Any Armenian politician aspiring to power, in the event of electoral victory, would inherit precisely this negotiation framework, rather than one in which political bets can be placed on “things being different under me.” President Aliyev has repeatedly and publicly stated that Azerbaijan has no plans to conduct a military operation against Armenia.
In other words, Kocharyan’s “proven fact” is merely a repetition of what Baku already states openly, without any contribution from Kocharyan himself. The paradox of Armenia’s electoral campaign is that an opposition candidate presents as his personal achievement the position of a state which he simultaneously accuses of having aggressive intentions.
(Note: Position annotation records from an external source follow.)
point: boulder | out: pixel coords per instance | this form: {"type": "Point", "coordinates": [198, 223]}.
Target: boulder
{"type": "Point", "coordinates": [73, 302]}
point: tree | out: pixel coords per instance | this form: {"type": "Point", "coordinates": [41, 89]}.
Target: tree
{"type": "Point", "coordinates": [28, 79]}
A biographical detail deserves particular attention, as it acquires additional significance in the electoral context. Kocharyan was born in Khankendi, on Azerbaijani territory, in an Azerbaijani city. Sargsyan and Ohanyan also originate from there. All three, who at different times promised to “defend Karabakh at any cost,” now live in Yerevan, far from the land that was never theirs, but which they held by force for three decades. And each of them today speaks about Karabakh as a category existing in their memory rather than in reality.
This trio—Kocharyan, Sargsyan, and Ohanyan—also has another dimension, more concrete from a legal perspective. All three are listed in Azerbaijani procedural records in connection with incidents spanning the thirty-year period of occupation, including war crimes against the civilian population.
The Second Karabakh War of 2020 and the counter-terrorism operation of September 2023 restored Azerbaijan’s full sovereignty over its territory; this sovereignty is recognised in the international legal framework, and work on establishing responsibility for specific individuals in relation to specific incidents is ongoing. Kocharyan may return to Khankendi, but not as a tourist—only in the status of a suspect in serious crimes. And following a judicial process, the remainder of his life would be spent where other leaders of the defunct separatist junta currently are—those accused under the same articles and convicted by the Baku Military Court.

Overall, the final phase of Armenia’s electoral campaign, in concentrated form, reflects what the region has been observing for several years: Armenia’s domestic politics are subordinated to an external narrative that is not shaped in Yerevan.
Kocharyan’s revanchist bloc offers voters emotional compensation instead of strategy, while Pashinyan’s governing team offers pragmatism accompanied by the heavy burden of military defeat. Between these two poles, the Armenian electorate will make its choice on June 7.
However, if the preference shifts toward Kocharyan or similar revanchists who, upon coming to power, return to the logic of confrontation, then the Azerbaijani state will remind them that the “Iron Fist” remains in place and has, over time, only grown stronger. In such a scenario, Kocharyan’s room for political rhetoric would end almost immediately.